Institute for Software Research
School of Computer Science, Carnegie Mellon University
Machine Detection of Persisting Pragmatic Linguistic Relations
Eric A. Daimler
Humans speak to each other in a variety of mediums about their expectations for the future. These conversations have various degrees of preparation, formality, and impact. A central banker's speech may be listened to more carefully than an intra-company email, but both are efforts to set expectations of the future. They all contain biases. Combining recent developments in Network Science, Computational Linguistics, and Machine Learning enables new efforts to measure the impact of human-generated text. Measuring the bias may help to reduce it.
This work considers a new multi-step framework for the analysis of text. The efficacy is explored in the domains of public policy (the monetary policy of central banking) and corporate communications (the equity price of a publicly-traded firm) using machine-enhanced semantic network analysis. The implication of this study may view these techniques through different lenses of information use: central banks, corporate treasury, and investors. In supplying a set of reliable quantitative measurements to previously qualitative information, this study may help to improve both communication and the biases in its interpretation. In studying these issues using different communication modes and contexts, I hope to contribute to a broad analysis of communication concerns.
Classical approaches measure sentiment of these texts most often as bimodal (good/bad, increasing/decreasing, etc.). However, it is in decision making that more information is needed and reliable nuanced analysis become useful. In this study, I present approaches in computer science that address these challenges by explicitly testing the circumstances under which quantitative to qualitative relationships occur in the domain of finance and economics. The approach takes as input qualitative data from various sources in addition to quantitative data in the form of financial data. I develop a meta algorithm for measuring and testing the relationship which helps to identify a causal relationship among different data sets in different circumstances. The approach leads to insights on price movement (asset valuation) for the purposes of public policy but also for corporate management in the domain of the treasury function.

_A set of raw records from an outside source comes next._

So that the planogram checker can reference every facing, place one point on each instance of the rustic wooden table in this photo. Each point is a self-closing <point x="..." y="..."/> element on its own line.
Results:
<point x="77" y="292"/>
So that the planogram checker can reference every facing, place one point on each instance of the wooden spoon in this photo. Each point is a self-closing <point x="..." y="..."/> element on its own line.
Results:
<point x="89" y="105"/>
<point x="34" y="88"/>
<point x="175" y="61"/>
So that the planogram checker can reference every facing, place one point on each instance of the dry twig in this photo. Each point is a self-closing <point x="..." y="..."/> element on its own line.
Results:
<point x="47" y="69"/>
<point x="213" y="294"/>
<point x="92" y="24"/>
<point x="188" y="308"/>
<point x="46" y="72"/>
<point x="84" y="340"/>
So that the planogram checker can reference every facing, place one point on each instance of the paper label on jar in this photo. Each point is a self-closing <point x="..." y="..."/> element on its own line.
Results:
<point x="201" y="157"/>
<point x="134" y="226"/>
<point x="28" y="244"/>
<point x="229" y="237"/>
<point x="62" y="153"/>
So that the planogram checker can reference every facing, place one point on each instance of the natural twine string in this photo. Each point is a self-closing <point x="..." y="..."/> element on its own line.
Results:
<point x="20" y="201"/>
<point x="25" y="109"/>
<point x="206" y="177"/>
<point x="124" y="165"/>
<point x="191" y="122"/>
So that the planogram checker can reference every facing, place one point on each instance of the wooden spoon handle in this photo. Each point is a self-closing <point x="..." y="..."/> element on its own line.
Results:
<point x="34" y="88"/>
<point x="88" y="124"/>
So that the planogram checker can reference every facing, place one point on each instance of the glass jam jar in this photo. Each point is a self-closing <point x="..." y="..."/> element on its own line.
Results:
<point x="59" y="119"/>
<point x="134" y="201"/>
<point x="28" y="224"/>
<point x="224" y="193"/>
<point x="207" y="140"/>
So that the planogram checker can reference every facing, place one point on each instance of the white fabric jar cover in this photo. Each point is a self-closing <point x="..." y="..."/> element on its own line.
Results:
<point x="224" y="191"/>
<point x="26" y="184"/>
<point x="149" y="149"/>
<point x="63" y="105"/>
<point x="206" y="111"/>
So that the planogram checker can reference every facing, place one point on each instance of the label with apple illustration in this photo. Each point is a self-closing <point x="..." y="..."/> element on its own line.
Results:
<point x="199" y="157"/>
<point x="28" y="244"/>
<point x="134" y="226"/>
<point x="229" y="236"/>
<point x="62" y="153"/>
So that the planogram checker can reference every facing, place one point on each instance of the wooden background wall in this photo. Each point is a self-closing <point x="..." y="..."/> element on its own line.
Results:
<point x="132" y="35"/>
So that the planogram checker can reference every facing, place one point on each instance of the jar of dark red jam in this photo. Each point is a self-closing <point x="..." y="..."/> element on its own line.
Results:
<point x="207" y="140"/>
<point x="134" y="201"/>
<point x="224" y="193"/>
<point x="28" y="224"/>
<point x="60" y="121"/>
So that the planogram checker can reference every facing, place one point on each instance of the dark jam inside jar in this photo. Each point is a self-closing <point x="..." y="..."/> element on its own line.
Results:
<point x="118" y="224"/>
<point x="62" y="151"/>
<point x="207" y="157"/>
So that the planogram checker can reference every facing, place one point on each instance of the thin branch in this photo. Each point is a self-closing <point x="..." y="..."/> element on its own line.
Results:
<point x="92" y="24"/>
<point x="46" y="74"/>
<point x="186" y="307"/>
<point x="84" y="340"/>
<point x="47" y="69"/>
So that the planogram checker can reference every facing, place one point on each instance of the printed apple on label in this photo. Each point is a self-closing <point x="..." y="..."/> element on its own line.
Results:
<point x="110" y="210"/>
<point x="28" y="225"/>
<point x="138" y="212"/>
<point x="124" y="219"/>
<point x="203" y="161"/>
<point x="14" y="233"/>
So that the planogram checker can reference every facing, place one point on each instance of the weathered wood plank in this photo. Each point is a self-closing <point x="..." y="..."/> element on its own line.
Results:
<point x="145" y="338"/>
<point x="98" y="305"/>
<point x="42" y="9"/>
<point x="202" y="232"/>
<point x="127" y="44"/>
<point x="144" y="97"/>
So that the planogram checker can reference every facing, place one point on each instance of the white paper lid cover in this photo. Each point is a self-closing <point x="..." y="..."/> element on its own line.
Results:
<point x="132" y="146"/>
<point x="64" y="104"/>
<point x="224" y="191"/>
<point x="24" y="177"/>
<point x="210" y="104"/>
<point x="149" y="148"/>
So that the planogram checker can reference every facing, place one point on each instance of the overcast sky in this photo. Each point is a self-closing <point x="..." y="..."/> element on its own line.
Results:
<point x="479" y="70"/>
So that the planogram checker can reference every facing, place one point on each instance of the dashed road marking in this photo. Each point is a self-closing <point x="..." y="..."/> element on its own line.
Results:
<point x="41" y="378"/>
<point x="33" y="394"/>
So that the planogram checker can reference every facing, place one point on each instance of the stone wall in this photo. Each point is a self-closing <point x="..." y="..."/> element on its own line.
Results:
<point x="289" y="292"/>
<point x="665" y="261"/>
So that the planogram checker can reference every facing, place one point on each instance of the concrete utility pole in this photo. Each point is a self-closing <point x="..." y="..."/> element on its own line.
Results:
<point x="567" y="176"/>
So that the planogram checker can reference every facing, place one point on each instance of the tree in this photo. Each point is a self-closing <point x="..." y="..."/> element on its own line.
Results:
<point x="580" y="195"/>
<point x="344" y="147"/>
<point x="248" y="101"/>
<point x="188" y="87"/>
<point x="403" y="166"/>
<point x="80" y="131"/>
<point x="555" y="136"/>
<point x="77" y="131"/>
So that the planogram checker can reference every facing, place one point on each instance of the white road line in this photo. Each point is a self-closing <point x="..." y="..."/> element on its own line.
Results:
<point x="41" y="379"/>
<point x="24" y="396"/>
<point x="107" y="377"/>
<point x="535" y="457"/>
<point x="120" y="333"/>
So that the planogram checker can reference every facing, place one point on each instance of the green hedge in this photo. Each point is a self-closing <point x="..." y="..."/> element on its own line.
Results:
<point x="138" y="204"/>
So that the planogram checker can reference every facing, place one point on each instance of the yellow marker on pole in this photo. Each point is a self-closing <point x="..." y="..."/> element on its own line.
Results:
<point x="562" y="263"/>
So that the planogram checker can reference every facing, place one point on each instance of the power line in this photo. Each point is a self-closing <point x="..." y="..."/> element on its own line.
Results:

The approach I develop may support the assessment and estimation of financial decision processes in many circumstances. This range suggests an ability to generalize beyond financial decision-making. I start with qualitative data (text data) in various contexts that are then cleaned of extraneous markings such as date, location, and original distribution location (email, speech, etc.). Second, I use a sequence of steps in Dynamic Network Analysis to extract a semantic network that will be used as the quantitative structure for the best comparison with other quantitative data. Third, I collect appropriate quantitative data external to the text against which to compare the semantic network results. Fourth, I use learning algorithms to identify the degree to which a relationship can be found between the extracted semantic network analysis and the external quantitative data. This trimmed structure should allow for further development in future work of a predictive framework in financial decisions.
Text analysis of even the most basic kind has shown to be beneficial, but new approaches are needed. More adaptive systems, where an intelligent system assesses the text as it occurs and provides feedback when necessary, is a promising area of research that can help provide scaffolding for the interpretation of communication. Little is known about how to build these systems and what effects they might have on our collaboration and learning. In this dissertation, I augment existing semantic analysis systems with a more sophisticated analysis and then design, build, and evaluate a more powerful framework.